QC court tells Parojinog to start presenting evidence
MANILA, Philippines — The Quezon City Regional Trial Court has refused to dismiss the drug case against former Ozamiz City Vice Mayor Nova Princess Parojinog.
In a 67-page ruling, the QCRTC Branch 228 dismissed the demurrer to evidence filed by Parojinog, a setback that will compel her to counter the allegations made by the prosecution by presenting her own evidence.
A demurrer to evidence is in effect a motion to dismiss filed by the accused after the prosecution finished its presentation of evidence. The demurrer is anchored on the ground that the evidence presented by the prosecution is insufficient.

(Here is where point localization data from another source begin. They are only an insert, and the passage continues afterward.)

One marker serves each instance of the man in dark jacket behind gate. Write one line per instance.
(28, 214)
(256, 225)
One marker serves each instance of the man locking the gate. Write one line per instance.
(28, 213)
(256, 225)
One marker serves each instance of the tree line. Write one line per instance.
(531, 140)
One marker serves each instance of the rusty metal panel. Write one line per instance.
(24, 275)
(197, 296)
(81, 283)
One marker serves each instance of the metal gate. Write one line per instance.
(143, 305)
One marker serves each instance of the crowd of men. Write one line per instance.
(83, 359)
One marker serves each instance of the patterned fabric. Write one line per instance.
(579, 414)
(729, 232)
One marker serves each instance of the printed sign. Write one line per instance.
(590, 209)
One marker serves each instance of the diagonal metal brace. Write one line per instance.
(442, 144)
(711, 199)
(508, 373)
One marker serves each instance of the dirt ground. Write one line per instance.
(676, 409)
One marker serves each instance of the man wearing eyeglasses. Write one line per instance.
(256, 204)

In her plea, she cited numerous irregularities as the basis for seeking the dismissal of the cases.
Prior to the implementation of the search warrant in her house, Parojinog said the advance security team already entered her house and stayed at her house, “thereby compromising and invalidating the entire search and seizure operations conducted by the police.”

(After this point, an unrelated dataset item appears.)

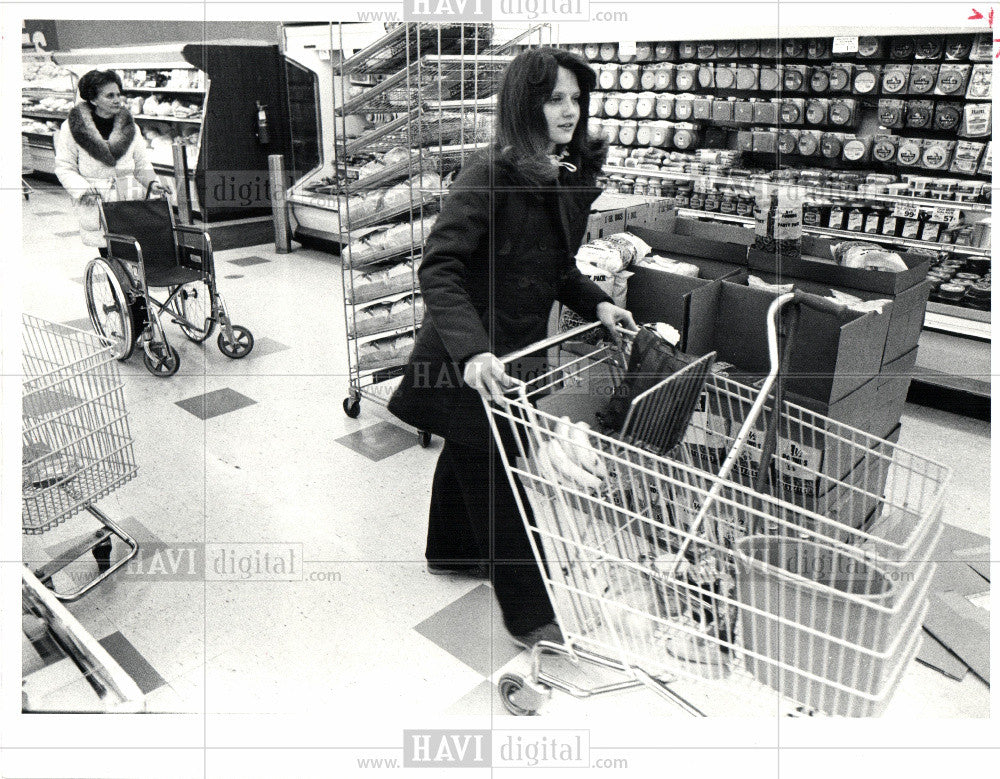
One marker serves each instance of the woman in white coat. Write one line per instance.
(100, 152)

But the court, in its ruling, said there is no proof that the presence of the advance team inside the house has compromised the search and seizure operations conducted by the police.
“Absent proof that the presence of the advance team in the house of the accused gave the police officers and opportunity to plant evidence as to the defense claims, the Court has no basis to conclude that the search warrant was not properly implemented,” read the ruling of Presiding Judge Mitushealla R. Manzanero-Casiño.

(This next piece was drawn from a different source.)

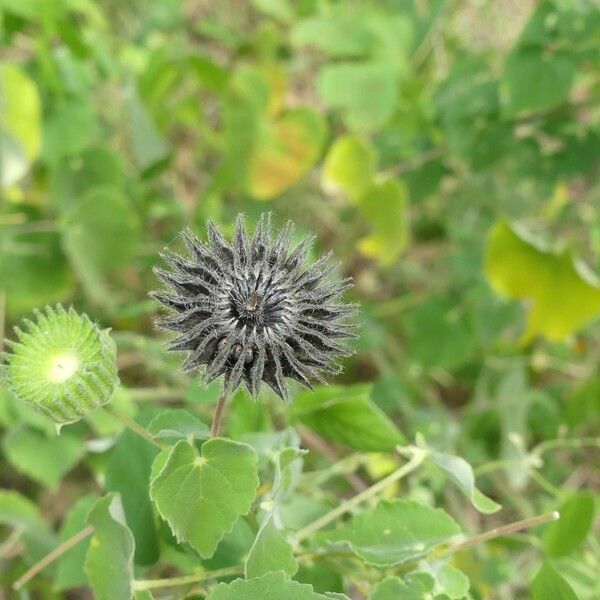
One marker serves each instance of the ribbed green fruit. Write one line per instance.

The court added that the prosecution was also able to produce a video of the search warrant being read to Parojinog.
On the argument that the chain of custody was broken, the court said: “The Supreme Court has applied the presumption that the policemen performed their official duties regularly and in order to overcome this presumption, the accused must show that there was bad faith or improper motive on the part of the policemen or that the confiscated items have tampered.”
In this case, the court said with the testimonial and documentary evidence presented by the prosecutors, it would be premature “to conclude that the prosecution’s evidence failed to establish the commission of the crime charged and that the accused appears to be the perpetrator.”
At this point, the court said, it “cannot make a categorical pronouncement that the guilt of the accused has not been proven beyond a reasonable doubt.”
The court said it would be best for the accused to present her evidence.